Um relatório divulgado pelo Instituto de Estudos Socioeconômicos (Inesc) nesta terça-feira (9) revelou que o teto de gastos e o novo arcabouço fiscal foram determinantes para o não alcance das metas estabelecidas pelo Plano Nacional de Educação (PNE) para o decênio 2014-2024. Segundo o estudo, a rigidez das regras fiscais impactou negativamente o ensino público no Brasil nos últimos anos.
“Desde 2017, o Brasil foi governado sob três grandes regras fiscais que moldaram o cenário fiscal até 2022 e restringiram os recursos destinados à educação. O teto de gastos, ao limitar o crescimento dos gastos públicos à taxa de inflação, se mostrou a regra mais rígida já implementada no país”, afirmou Cléo Manhas, assessora política do Inesc, em entrevista à Agência Brasil.
A assessora destacou que, de forma indireta, as regras fiscais que impõem um teto para os gastos públicos resultaram em cortes nos investimentos em educação. Durante o período analisado pelo relatório, os recursos destinados à educação básica permaneceram em níveis baixos, aumentando apenas nos anos em que houve flexibilização nas regras fiscais, como ocorreu em 2023.
“O ano de 2023 se destaca dos demais por ser o único sem restrições orçamentárias rígidas, devido a um novo governo. Neste ano, observamos uma redução significativa do subfinanciamento em comparação com a média dos anos anteriores. No entanto, ainda não houve tempo suficiente para que os recursos financeiros promovessem melhorias qualitativas na educação, embora tenhamos reduzido a lacuna em relação ao financiamento adequado para uma educação de qualidade, conforme calculado por especialistas da área”, explicou Cléo.
Apesar dos avanços pontuais em 2023, Cléo ressaltou que ainda estamos longe do volume de recursos necessário para financiar adequadamente os custos educacionais.
O relatório também destacou que os estudantes indígenas, pretos e pardos foram os mais prejudicados pelo baixo financiamento da educação. Em estados como Amazonas e Mato Grosso do Sul, que têm uma alta proporção de estudantes indígenas, os gastos per capita com educação entre 2019 e 2021 ficaram abaixo da média nacional de R$ 5 mil por ano.
“Este estudo desmente o argumento de que a escassez de recursos melhora sua alocação. Na verdade, regras fiscais rígidas prejudicam o financiamento de áreas críticas para o país, que não têm forte lobby financeiro, como é o caso da educação”, concluiu Cléo.
Estados
O relatório do Inesc analisou o financiamento do ensino público em cada um dos 26 estados e no Distrito Federal entre 2019 e 2023.

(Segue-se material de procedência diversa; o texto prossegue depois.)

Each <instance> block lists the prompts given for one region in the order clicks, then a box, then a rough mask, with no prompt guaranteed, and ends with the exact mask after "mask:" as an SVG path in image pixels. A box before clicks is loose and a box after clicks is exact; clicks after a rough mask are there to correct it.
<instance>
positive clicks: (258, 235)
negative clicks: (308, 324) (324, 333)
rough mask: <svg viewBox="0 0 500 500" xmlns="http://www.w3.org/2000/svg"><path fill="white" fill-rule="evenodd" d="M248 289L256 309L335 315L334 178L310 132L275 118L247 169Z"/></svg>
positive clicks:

O levantamento mostrou que, de 2019 a 2022, apenas cinco estados e o Distrito Federal conseguiram superar a média nacional de gastos por aluno na rede pública, estabelecida em cerca de R$ 5 mil por ano. Esses estados foram DF, Amapá, Acre, São Paulo, Roraima e Paraná.
Em 2020, apenas essas seis unidades federativas superaram a média nacional. Em 2022, com a liberação de emendas parlamentares durante as eleições, 14 estados conseguiram ultrapassar essa média, incluindo DF, Amapá, Acre, São Paulo, Roraima, Paraná, Goiás, Tocantins, Mato Grosso, Rondônia, Santa Catarina, Mato Grosso do Sul, Amazonas e Sergipe.
O relatório também mostrou disparidades significativas entre a expectativa e a realidade em estados como Rio Grande do Sul, Maranhão e Alagoas, onde os gastos educacionais por aluno não atingiram os valores ideais de R$ 9,8 mil a R$ 10,9 mil por ano, ficando abaixo de R$ 3,3 mil na prática.
“Essa situação é ainda mais grave quando consideramos que esses recursos também precisam corrigir a dívida educacional com gerações passadas e resgatar estudantes que abandonaram a educação básica”, observou Cléo.
Melhorias
Para Cléo, é fundamental que a educação seja tratada como investimento, não como despesa. Ela defende a necessidade de desvincular as transferências para a educação de regras fiscais rígidas como o teto de gastos.
“É crucial que a educação seja vista como investimento e não como um gasto que pode ser cortado ao sabor das circunstâncias políticas. Precisamos garantir que a educação seja tratada como política pública capaz de assegurar direitos e contribuir para o desenvolvimento do país”, concluiu.